当館について
昆蟲館
『ファーブル昆虫記』の翻訳者として、また数々の昆虫関係の著書で知られるフランス文学者の奥本大三郎先生からは、当プロジェクトの計画の初期段階から多大なご支援を賜っておりまして、開館にあたり当館の名誉館長に就任していただきました。また、当館の館名の揮毫をしていただき、昆虫館の土蔵の白壁にその文字を掲げさせていただきました。一般的にムシは「虫」と書きますが、「虫」は中国では蛇のマムシを意味するそうで「ギ」と読み、ムシは「蟲」が正式の字で「チュウ」と読むとのことです。したがって、奥本先生には「昆蟲館」と書いていただきました。
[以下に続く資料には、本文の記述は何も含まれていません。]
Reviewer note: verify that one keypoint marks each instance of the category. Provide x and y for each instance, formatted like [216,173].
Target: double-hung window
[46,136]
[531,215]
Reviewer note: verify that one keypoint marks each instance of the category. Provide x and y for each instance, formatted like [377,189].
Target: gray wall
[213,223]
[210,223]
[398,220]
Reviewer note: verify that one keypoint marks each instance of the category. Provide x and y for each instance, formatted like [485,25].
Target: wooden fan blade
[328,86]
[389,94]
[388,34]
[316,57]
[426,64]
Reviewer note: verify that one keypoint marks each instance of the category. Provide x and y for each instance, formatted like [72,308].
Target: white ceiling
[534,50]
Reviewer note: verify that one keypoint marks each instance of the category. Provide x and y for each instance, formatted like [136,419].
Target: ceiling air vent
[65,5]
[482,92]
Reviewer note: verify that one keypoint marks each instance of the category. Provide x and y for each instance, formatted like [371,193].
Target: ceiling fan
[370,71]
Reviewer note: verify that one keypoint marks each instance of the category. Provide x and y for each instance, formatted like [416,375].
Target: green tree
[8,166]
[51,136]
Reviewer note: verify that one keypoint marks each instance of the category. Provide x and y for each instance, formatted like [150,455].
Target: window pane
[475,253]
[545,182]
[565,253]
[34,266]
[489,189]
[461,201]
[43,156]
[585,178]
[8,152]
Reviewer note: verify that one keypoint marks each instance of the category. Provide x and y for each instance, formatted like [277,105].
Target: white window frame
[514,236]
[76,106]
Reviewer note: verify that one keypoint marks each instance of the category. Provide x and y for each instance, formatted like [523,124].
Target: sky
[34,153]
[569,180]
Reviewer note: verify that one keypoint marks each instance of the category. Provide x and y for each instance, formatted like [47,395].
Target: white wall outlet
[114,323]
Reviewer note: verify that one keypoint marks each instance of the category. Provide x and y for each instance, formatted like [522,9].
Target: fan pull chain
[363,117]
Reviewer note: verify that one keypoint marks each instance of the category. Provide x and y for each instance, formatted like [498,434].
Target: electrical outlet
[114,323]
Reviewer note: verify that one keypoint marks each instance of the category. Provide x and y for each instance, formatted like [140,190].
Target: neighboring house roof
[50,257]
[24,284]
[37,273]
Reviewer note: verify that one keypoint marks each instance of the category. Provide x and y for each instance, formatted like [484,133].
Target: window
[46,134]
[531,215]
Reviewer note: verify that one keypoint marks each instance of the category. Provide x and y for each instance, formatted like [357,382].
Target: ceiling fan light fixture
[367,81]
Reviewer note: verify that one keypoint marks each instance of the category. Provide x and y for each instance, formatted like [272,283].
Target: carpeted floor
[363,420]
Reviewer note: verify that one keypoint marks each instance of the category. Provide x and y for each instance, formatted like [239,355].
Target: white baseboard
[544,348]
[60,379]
そしてこの「昆蟲館」の文字は、正統派を目指す当館の立ち位置を示すにふさわしい、当館の象徴としたいと思います。
奥本名誉館長の近著

奥本大三郎名誉館長

虫の里
皆さま、「虫の里 福島・奥久慈」へようこそお越しくださいました。当館の開館にあたり、一言ご挨拶を申し上げます。私は長年にわたり捕虫網を片手に、世界の蝶類を収集研究してまいりまして、その研究の総集成として世界のアゲハチョウ全種を網羅した『世界のアゲハチョウ図説』を上梓いたしました。そしてそのコレクションを公開保存するために、この度、福島県矢祭町の江戸期から続く庄屋古民家「佐川家」を拠点とし、「虫の里 福島・奥久慈昆虫館」を開設する運びとなりました。またアマチュア研究者の皆さんの標本も広く受け入れたいと考えております。
当館は、単に昆虫標本を保管展示するだけでなく、生きた昆虫たちが息づく豊かな里山そのものを「昆虫の楽園」として皆さまにご提供したいと願っております。また稀少な昆虫標本の常設展示や特別企画展示を通じて、自然科学への知的好奇心を刺激する学びの場となることを目指しています。そして、子どもたちが安全に昆虫と触れ合い、将来の科学者へと羽ばたくきっかけとなれば、これほど嬉しいことはございません。
(館長:中江 信)
中江館長の書籍

中江信館長
標本の重要性
戦後の一時代を華々しく活躍していたアマチュア昆虫家たちの高齢化にともない、鬼籍に入られる方も少なくありません。そして、長年にわたって蒐集されてきた多数の貴重な標本が散逸、消滅することが現実の問題となり、危惧されています。一方、どこの公的博物館でも標本収蔵能力が限界に達して、とてもアマチュア研究者の標本を受け入れてもらえる余地がないのが現状です。地球温暖化や自然破壊で昆虫たちの生息環境が狭められ、また国際的に天然資源の自国保護の風潮が高まったことで標本の持ち出しが厳しく制限される中、かつて国内外で集積された標本は得難いものとなり、ますます貴重なものとなっております。そこでこの昆虫館の収蔵施設が微力ながらそれらの標本の受け皿の一つになればと考えました。
将来、生物の研究や分析技術がさらに進んで、いざ新しく分析しようと思った時に実物の標本は不可欠であり、無限の情報を秘めたタイムカプセルのようなものと考えています。そのためにも、きちんとしたラベルの付いた標本を残すことは次世代へ向けた私たちの責務と考えます。この昆虫館が将来の生物学の発展の一助となることを確信しております。